He perked up.
“And not kinky contact or feels-good pain either,” she added. “So don’t even go there with your perverted fantasies.”
“But you want me.”
“I hate you.”
“You’re just fighting the urge.”
“The urge to wring your neck until your head pops off, like a rooster’s who’s been invited to Sunday dinner. That’s the only urge I’m fighting. And if that camera”—she pointed to the security lens mounted in the corner—“wasn’t there, I wouldn’t fight it at all.”
He flexed his hurt finger. It looked a bit crooked to Savannah, but she chalked it up to wishful thinking.
“See ya later,” he called after her as she walked down the hall toward the autopsy suites. “I’ll be waiting.”
Savannah decided to bring one of Dr. Liu’s scalpels back with her and remove some body part from Officer Bates, security camera or no.
From the first time Savannah had met Dr. Jennifer Liu, she couldn’t get over the fact that Dr. Liu looked like anything other than what she was, a medical examiner. Slender and graceful with long, shimmering black hair and golden skin, she was the picture of Asian femininity ... with the morbid mind-set of Vincent Price and a wicked laugh to match.
In the law-enforcement world, mostly populated with males, Savannah and Jennifer Liu had bonded, primarily over chocolate bars and barbecued potato chips during coinciding periods of PMS. Even after Savannah was ousted from the force, Jennifer helped her by sharing what she learned during her examinations whenever she could.
It was against the rules for Savannah to be present during an autopsy if homicide was suspected, but, like her Southern soul sister, Dr.
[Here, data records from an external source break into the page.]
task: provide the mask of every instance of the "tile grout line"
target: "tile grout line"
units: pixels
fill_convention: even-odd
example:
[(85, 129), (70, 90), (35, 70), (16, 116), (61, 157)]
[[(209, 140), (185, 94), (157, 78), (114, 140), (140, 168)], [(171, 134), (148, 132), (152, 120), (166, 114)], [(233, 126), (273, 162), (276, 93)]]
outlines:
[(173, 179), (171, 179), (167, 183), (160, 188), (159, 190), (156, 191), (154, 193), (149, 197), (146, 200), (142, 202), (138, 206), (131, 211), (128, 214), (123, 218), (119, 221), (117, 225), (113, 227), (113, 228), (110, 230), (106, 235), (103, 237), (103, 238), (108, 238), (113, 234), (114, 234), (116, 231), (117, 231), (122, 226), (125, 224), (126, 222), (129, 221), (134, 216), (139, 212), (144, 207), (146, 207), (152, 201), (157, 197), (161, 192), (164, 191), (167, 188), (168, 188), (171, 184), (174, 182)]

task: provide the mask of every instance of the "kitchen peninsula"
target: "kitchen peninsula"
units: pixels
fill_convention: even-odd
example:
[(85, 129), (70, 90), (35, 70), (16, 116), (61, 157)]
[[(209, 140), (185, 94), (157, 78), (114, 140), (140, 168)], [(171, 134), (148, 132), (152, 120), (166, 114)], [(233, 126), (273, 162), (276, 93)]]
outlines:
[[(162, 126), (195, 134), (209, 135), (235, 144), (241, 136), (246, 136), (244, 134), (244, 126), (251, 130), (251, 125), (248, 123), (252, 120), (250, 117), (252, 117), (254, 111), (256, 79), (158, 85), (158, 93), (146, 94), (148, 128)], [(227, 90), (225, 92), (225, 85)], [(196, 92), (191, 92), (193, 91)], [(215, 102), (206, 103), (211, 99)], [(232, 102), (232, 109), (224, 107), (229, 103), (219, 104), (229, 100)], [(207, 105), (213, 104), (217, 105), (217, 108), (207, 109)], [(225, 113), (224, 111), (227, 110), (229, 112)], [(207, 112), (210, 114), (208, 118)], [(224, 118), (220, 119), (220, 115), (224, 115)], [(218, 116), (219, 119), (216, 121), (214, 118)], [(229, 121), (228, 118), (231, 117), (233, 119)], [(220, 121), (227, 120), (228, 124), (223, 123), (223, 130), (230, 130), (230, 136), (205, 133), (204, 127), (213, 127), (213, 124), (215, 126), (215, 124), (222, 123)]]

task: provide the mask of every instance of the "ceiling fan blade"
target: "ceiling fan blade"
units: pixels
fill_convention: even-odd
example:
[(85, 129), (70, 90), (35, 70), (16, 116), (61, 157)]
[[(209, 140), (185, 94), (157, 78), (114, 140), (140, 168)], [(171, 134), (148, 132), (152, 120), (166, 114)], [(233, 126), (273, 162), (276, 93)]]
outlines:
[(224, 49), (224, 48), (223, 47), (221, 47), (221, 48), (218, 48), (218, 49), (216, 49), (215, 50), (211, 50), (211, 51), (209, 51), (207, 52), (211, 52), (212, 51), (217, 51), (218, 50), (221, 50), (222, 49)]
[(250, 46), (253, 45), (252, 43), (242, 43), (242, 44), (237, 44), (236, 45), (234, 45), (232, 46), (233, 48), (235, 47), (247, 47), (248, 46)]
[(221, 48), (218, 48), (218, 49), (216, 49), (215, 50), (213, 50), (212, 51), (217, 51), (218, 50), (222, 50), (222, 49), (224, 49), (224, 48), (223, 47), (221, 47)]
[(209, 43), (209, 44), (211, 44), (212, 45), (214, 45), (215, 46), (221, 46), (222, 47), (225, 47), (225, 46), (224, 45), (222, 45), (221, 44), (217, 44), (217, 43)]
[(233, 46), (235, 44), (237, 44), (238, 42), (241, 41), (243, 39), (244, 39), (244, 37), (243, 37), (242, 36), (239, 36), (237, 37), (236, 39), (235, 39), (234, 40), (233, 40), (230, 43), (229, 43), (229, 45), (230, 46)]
Liu wasn’t above bending those rules a tad.
So, when Savannah swung one of the stainless-steel doors open and stuck her head inside the autopsy suite, Dr. Liu’s pretty face lit up.
“Hey, it’s my chocolate connection,” she said. “Did you bring me a cherry nut fudge fix?”
“Sorry, didn’t know it was that time of the month,” Savannah said as she walked inside and winced to see Polly’s naked body on the table, chest opened with a huge Y incision, from her shoulders to the center of her chest and on down to the pubic bone.
“What are you talking about?” Jennifer said, holding up bloody gloved hands. “When it comes to cherry nut fudge, it’s always that time of month.”
Savannah walked closer to the table and saw that the doctor had already removed, weighed, and dissected most of Polly’s vital organs. The torso was nearly empty. A row of small glass jars sat nearby, holding slices of each organ, preserved for posterity.
“I’ll bring you twice as much next time,” Savannah told her. “I’ve got a lot on my mind with Dirk being locked up and all.”
“I was really sorry to hear about that. Do you think he killed her?”
“No.” Savannah stared at Jennifer across Polly’s mutilated body. “But you’re the expert. What do you think?”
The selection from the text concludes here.